Fuck. If she only knew.

“Aiden wants you to,” I say, sounding like a whole idiot. But I don’t care, because her face lights up, a little wiggle in her chair. “No toes being stepped on. I’m sure the listeners appreciate your musical selection more than mine.”

“That’s true,” she says. “And just because the show isn’t setting up dates for me doesn’t mean I won’t be dating.” Her cheeks go pink and she looks down at the table. She grabs a discarded chocolate mint wrapper and starts to fold it into the world’s tiniest paper plane. “I just need to keep my eyes open, I guess.
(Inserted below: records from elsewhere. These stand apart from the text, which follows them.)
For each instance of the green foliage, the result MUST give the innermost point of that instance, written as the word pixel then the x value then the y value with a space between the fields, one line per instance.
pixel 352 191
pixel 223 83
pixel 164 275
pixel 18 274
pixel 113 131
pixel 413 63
Like the other night.”

I rub at my bottom lip. A green dress drifts lazily across my mind. A jukebox that played only one song. Lucie on my back, her arms draped around my neck.

“The other night?” I ask.

She gives me one slow blink. A dare in the start of her smile. “You know the night I got stood up? When I was leaving the restaurant, I actually ran into someone on the street.”

“Yeah?” I ask, like I didn’t sprint over to Duck Duck Goose the second she texted me. Like I wasn’t sitting on my couch like an asshole, eating the chocolate mints I stole from her side of the desk and pretending not to look at my phone. “You didn’t mention it before.”

“Yeah,” she says, her smile bigger now. It climbs all the way to her eyes. “I think I wanted to keep it to myself for a little bit. We got a drink.”

“A drink with a stranger?” Our elbows bump together at the tiny desk. The room has shrunk in size. Too small for everything that’s tumbling out between us. That wall that was between us is crumbling brick by brick. I try to keep my voice neutral. “That seems suspicious.”

“It wasn’t. It was nice. We had a couple of drinks and I tried to show him how to throw a Skee-Ball, but he was categorically awful at it and I think—” She licks her lips and I am acutely aware of every place we’re touching. The rasp of her breath in my ear through my headphones. “I think that’s what I want.”

“Strange men on the street who are bad at Skee-Ball?”

She shakes her head. “I want to feel it first and think about it second. I want to be in the moment and not worry about what’s coming next. I don’t want to twist myself into circles over the idea of a partner.”

I exhale a short breath. “Then don’t.”